- Qeshlaq-e Owzbak Location within Iran
- Coordinates: 39°13′48″N 47°17′40″E﻿ / ﻿39.23000°N 47.29444°E
- Country: Iran
- Province: East Azerbaijan
- County: Khoda Afarin
- District: Garamduz
- Rural District: Garamduz-e Gharbi

Population (2016)
- • Total: 670
- Time zone: UTC+3:30 (IRST)

= Qeshlaq-e Owzbak =

Village in East Azerbaijan province, Iran

Qeshlaq-e Owzbak (قشلاق اوزبك) (Note: Also romanized as Qeshlāq-e Owzbak; also known as Ozbak and Qeshlāq-e Ozbak) is a village in Garamduz-e Gharbi Rural District (Note: Formerly Garamduz Rural District) of Garamduz District in Khoda Afarin County, East Azerbaijan province, Iran.

==Demographics==
===Population===
At the time of the 2006 National Census, the village's population was 559 in 113 households, when it was in Qeshlaq Rural District of Abesh Ahmad District in Kaleybar County.

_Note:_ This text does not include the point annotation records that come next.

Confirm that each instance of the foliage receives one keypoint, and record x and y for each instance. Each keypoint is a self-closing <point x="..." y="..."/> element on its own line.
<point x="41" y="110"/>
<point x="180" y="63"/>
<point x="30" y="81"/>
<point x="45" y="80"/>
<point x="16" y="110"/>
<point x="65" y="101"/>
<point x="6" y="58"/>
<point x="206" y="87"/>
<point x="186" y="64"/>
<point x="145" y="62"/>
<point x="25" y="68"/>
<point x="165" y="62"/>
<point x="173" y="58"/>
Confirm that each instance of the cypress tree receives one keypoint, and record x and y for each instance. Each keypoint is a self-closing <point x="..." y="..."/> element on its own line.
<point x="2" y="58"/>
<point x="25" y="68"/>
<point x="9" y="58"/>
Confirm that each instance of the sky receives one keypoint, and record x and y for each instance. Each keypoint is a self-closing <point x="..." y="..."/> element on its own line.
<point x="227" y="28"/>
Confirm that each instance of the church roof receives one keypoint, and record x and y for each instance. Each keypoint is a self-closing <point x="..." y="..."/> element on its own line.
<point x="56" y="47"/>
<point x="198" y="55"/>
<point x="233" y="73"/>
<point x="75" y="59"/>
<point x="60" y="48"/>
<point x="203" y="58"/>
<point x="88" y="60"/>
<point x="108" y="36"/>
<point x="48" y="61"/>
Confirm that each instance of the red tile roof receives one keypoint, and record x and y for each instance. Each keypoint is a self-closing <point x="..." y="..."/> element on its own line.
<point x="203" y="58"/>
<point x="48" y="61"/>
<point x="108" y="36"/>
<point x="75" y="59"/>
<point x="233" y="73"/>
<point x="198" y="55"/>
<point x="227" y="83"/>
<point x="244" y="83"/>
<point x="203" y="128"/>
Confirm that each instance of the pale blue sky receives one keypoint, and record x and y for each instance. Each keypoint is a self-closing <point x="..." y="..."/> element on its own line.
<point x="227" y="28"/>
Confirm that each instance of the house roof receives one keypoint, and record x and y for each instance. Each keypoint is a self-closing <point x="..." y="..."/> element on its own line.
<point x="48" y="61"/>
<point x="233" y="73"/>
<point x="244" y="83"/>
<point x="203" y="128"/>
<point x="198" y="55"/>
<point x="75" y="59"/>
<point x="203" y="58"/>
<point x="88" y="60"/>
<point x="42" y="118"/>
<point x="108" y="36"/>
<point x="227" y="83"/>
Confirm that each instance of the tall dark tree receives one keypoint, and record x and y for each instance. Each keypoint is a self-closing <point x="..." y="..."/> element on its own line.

The following census in 2011 counted 689 people in 172 households, by which time the village had been separated from the county in the establishment of Khoda Afarin County. Qeshlaq-e Owzbak was transferred to Garamduz-e Gharbi Rural District of the new Garamduz District. The 2016 census measured the population of the village as 670 people in 180 households.